Истинный путь спасения России оппонент Солженицына видел не в утопиях прошлого или будущего, а «в духовно-трезвом собирании и претворении в жизнь всего подлинного и вечного, создаваемого ею».

«Ответ Солженицыну» при всей его содержательности был лишь видимой частью тех разногласий, которые у Шмемана накопились, тем более что он был хорошо знаком с вышедшими до «Письма из Америки» сборником статей Солженицына и его единомышленников «Из-под глыб» и первым опытом мемуаристики писателя «Бодался теленок с дубом». В конце декабря 1974 — начале января 1975 года Шмеман и Солженицын виделись в Париже. После этого в дневнике Шмемана появилось несколько записей, где он говорит о своей готовности отстаивать «услышанное» в художественном творчестве Солженицына, но и о «желании быть совершенно свободным в отношении его идеологии», которая ему «прежде всего, несозвучна»[12]. В мае 1975 года состоялась их четырехдневная, «вдвоем, в отрыве от людей» встреча в Канаде («озерная»), позволившая Шмеману составить еще более точное представление о системе взглядов своего собеседника.

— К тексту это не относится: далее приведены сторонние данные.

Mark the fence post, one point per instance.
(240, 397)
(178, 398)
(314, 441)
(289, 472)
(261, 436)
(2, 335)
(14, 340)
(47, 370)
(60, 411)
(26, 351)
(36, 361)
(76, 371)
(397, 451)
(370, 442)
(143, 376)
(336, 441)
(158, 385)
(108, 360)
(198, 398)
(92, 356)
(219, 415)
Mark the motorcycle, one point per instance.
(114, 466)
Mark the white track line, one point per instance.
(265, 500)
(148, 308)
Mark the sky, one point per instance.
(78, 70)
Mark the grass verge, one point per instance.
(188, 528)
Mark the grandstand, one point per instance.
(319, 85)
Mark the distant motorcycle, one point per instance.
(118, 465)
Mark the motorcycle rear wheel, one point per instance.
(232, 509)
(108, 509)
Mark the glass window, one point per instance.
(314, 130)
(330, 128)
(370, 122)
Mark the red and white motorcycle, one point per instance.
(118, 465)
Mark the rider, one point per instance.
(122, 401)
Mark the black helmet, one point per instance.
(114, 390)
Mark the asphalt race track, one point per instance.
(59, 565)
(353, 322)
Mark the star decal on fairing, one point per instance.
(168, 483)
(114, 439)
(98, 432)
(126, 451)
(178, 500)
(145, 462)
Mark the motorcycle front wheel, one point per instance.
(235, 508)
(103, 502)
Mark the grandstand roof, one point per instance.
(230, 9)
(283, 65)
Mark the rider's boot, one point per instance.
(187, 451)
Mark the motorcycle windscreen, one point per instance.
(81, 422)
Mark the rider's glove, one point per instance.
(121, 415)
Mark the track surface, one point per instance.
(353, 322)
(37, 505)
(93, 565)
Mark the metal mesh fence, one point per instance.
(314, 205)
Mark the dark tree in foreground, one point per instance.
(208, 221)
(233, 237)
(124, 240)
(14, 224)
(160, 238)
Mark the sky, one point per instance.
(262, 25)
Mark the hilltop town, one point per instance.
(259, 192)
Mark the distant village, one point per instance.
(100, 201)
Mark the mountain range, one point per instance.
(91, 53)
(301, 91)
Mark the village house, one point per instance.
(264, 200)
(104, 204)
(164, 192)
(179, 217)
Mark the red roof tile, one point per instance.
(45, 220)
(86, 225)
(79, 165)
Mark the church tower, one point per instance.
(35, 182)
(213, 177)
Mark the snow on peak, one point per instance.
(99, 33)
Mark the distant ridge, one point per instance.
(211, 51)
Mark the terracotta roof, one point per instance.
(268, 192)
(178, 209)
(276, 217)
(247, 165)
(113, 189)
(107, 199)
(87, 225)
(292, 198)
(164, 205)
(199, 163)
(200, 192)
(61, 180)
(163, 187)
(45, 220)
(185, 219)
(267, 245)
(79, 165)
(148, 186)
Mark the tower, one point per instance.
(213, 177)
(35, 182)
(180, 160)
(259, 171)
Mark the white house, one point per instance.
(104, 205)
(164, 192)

Что же вынес Шмеман из долгих разговоров с Солженицыным на берегу Онтарио?

Он диагностировал три «опухоли» в его мировоззрении. «Первая и, наверное, самая важная из них — это его отношение к России, качество его “национализма”». Солженицынский национализм не был слепком с национализма Достоевского и Толстого — у них он имел «какое-то религиозное и, следовательно, “универсальное” значение» («они его так или иначе оправдывают по отношению к тому, что считают высшей истиной или правдой: мессианское призвание России в истории у Достоевского, “правда жизни” у Толстого и т. д.»). У Солженицына национализм выступает, по мнению Шмемана, всего лишь как русскость. «Эта русскость не есть синтез, сочетание, сложный сплав всех аспектов и всех “ценностей”, созданных, выношенных в России и, даже при своем противоречии, составляющих “Россию”». Русскость, воплощавшаяся у Солженицына в старообрядчестве, отталкивала Шмемана по причине не только отсутствия в ней «нравственного содержания», но и ее антиисторизма, отрицающего возможность самого развития «национального», наконец, утверждения в ней национального над личным. Понимание русскости «как самозамыкания в жизни только собою и своим» вело лишь к «самоудушению». «Для него (Солженицына. — В. К.) важным и решающим оказывается то, что, начиная с Петра, нарастает в России измена русскости — достигающая своего апогея в большевизме. Спасение России — в возврате к русскости, ради чего нужно и отгородиться от Запада, и отречься от “имперскости” русской истории и русской культуры»[13]. Шмеман не мог разделить такого видения исторического пути. По его убеждению, той России, которую Солженицын защищает и к которой он обращается, «нет и никогда не было»[14]. Подчиняя свое творчество только «русской жизни», «почвенности», «народности», он вытравляет из России все лучшее — ее «всемирность».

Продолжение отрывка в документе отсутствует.